After one becomes eligible for Medicare, if funds are used for non-qualified medical expense, there is no penalty, but normal rates of taxation will apply.
Though there are some rules governing how you can use an HSA which you would be wise to become familiar with, overall, they tend to make health insurance simpler, and more affordable.
To understand why HSAs are a good deal, it helps to look at health insurance the way that health insurance companies do.
Q. What is the price of policy based on?
A. The price of any insurance policy is based on probability of use.
Even if you’re very healthy, you may use your health insurance frequently to pay for doctor visits or prescriptions drugs if your policy offers first dollar coverage (plus copays) for these benefits.
Since the insurance company assumes you will be using these benefits if you are paying for them, the health insurance company will set your premium high enough to cover these costs.
As it turns out, if you opt for such a benefit rich plan, you will very likely pay more to the health insurance company than you would have paid if you simply had paid for these costs out of pocket.
Q. What all factors add to the monthly premiums?
A. Insurance companies will always do what they can to cover their costs. One significant driver of high premiums is the escalating cost of healthcare in general.
The current model of healthcare benefits actually fuels this problem because it doesn’t encourage people to shop for the best price.
If you have health insurance, and the cost of your prescription medications are the same no matter where you buy them, you are likely to shop based mainly on convenience.
Why go any further than the corner pharmacy?
If your health insurance policy didn’t cover incidental medical expenses like prescriptions and doctor visits until you’ve met your deductible, you would then have an incentive to become a better shopper.
Once there are millions of really good shoppers, the overall cost of healthcare is likely to go down. People will quickly find ways to save even if it does require slightly more effort, and HSAs are at the heart of this transformation of healthcare.
Even so, it is understandable for people used to benefit-rich plans to have difficulty in adjusting their thinking.
Some of this is due to the fact that the insurance benefits most people are used to are almost entirely employer-sponsored.
Q. What if I have an employer-sponsored plan?
A. If you have an employer sponsored plan, for example, of course it makes sense to take full advantage of whatever benefits you have.
Employers pay a lot for benefit because they see it as a way to attract and retain quality employees. As such, they are in competition with other employers for this scarce resource.
When considering an individual plan, however, you only have to worry about doing what is most financially prudent.
This is why HSAs are the way to go. Look at a benefit-rich plan, and compare the cost to a similar HSA plan.
Usually HSA qualified plans are considerably more affordable. If you were to purchase an HSA plan, every month you could save the difference in premium between the two plans.
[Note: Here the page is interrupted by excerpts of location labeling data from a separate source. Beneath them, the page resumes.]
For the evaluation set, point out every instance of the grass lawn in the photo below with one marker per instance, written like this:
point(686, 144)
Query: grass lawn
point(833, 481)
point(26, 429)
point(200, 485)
You could then pay for the majority of medical expenses out of your HSA with pre-tax dollars—something you can’t do with a regular insurance policy.
If you’re tax bracket is 25%, you will automatically save at least this much on health care expenses right off the top.
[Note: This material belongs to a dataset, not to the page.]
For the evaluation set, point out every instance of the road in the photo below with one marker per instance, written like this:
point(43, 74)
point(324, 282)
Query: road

Further, since you’re spending your own money, if you made even just a minor effort at comparison shopping, you will find that it is not difficult at all to save an additional 12%.
Q. What do I need to remember?
A. You need to remember that this is on top of the network discount you should also be receiving. When you compare all of these savings against the costs of a more traditional plan, HSAs become the easy choice.
If you decide to get an HSA, you should familiarize yourself with how they work. One thing you will want to do is keep all of your healthcare related receipts.
Additionally you will want to know how much you are allowed to put in every year, what the eligible expenses are, and much more.
Chances are, once you use it a few times you will understand how it works and you will better appreciate the benefits it has to offer.